The Hill, Earliest Free African-American Settlement, Uncovered In Easton, Maryland (VIDEO)

WATCH: Archaeologists Dig Up Earliest Free African-American Settlement In Maryland

In Easton, an untold story of free African-Americans is being discovered through bits of glass, shards of pottery and oyster shells.

Piece by piece, archaeologists and historians from two universities and the community are uncovering the history of The Hill, which they believe is the earliest settlement of free African-Americans in the United States, dating to 1790.

Treme, in New Orleans, is recognized as the oldest free black community in the nation, dating to 1812. But researchers say that could change based on findings from the Easton dig.

"It's not just a black story. It's an American story," said Dale Green, a Morgan State University professor of architecture and historic preservation.

Former slaves founded such settlements, where they enjoyed early emancipation and the chance at property ownership and commerce. Slaves who had bought their freedom and others freed by Methodists and Quakers on the Eastern Shore likely formed The Hill, which historians say could have been the largest community of free blacks in the Chesapeake region.

During the first census in 1790, some 410 free African-Americans were recorded living on The Hill -- more than Baltimore's 250 free African-Americans and even more than the 346 slaves who lived at nearby Wye House Plantation, where abolitionist Frederick Douglass was enslaved as a child.

Researchers and students are in the midst of a three-week dig at one of The Hill properties, a site owned by the Talbot County Women's Club. They are working in 5-by-5-foot squares. The deeper they dig, the further back in history they go.

The first few inches reveal 20th-century artifacts -- toys, marbles, pipe stems. A little deeper, the team unearthed evidence of 19th-century life, said Stefan Woehlke, a University of Maryland graduate student who is the site's director.

Reaching into a labeled brown paper bag, he pulled out part of an olive-green glass bottle with a decorative cluster of grapes on one side. It was likely used to hold wine, Woehlke said. The technique used to make it -- hand-blown using a mold -- dates it to the late 18th or early 19th century.

Other artifacts include bits of a blue opaline glass pitcher from the 1800s and a 1-cent coin featuring Lady Liberty, dated 1794.

More importantly, researchers have found evidence of making nails and raising chickens on the land -- activities far more likely to have been carried out by free blacks who lived on the land than by the property owner.

"It's piecing together all of the evidence," Woehlke said.

Free African-Americans in Easton lived alongside white families, according to Green, who is working with the University of Maryland's Mark Leone on The Hill project.

In 1790, the property belonged to James Price, a white man who was the register of wills. The census recorded Price and three free African-Americans living on the property, though it lacked detail about the African-Americans.

As promising as the excavations on The Hill are -- especially combined with document research and oral histories -- researchers say they're only scratching the surface.

"It's sort of piecing together a puzzle, but you don't have all the pieces," Woehlke said.

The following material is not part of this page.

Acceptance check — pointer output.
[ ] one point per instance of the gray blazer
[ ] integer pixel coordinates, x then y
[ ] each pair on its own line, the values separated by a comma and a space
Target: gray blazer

The team has committed to spending at least five more years working at The Hill.

Since the dig began at the Price property, more than 500 people have visited on organized tours or have wandered in after seeing "public archaeology excavation" signs posted around the block.

Priscilla Morris, whose family has roots in Easton dating to the 1600s, is a regular visitor to the site. A member of the nearby historic Third Haven Friends Meeting, she's intrigued by the role Quakers and Methodists played in freeing their own slaves and advocating for an end to slavery well before the Civil War.

"It's thrilling because we suspected there was something here we didn't understand," Morris said.

Most written histories skip over the experiences of free African-Americans, said Morris, who has studied the local lore, including Douglass' life.

"It was really the plantation economy telling the story," she said. "Nobody ever told us there was this extraordinary, large, free community."

Green said the work on The Hill could change the way American history is told. There's a significant gap where the story of free blacks is overlooked, he said.

There are ambitious plans to get the word out about The Hill, including dissertations from graduate students working on the project, permanent and traveling museum exhibits, updated tourism initiatives and even a screenplay that's being financed by a local business owner.

The Hill already is part of the National Register of Historic Places that includes Easton's historic district, but that listing will be revised to include information about the African-American history. "So when you read it, it's not just about white Easton," Green said.

All told, about 75 researchers and students -- from institutions including the University of Maryland, Morgan State, Historic Easton Inc. and local groups -- are contributing to The Hill project.

Tracy Jenkins, a graduate student in archaeology at the University of Maryland, plans to write his dissertation on The Hill. He said the Easton community's interest and warm reception has been encouraging and unusual.

"That doesn't happen so much in archaeology. Sometimes, archaeologists are digging off in a cornfield somewhere," Jenkins said.

At The Hill, in the middle of town, researchers and residents are building a bond, he said. Jenkins hopes to tell that story in a dissertation that matters, not one that "sits on a shelf."

"I like the opportunity to tell stories that haven't been told," he said.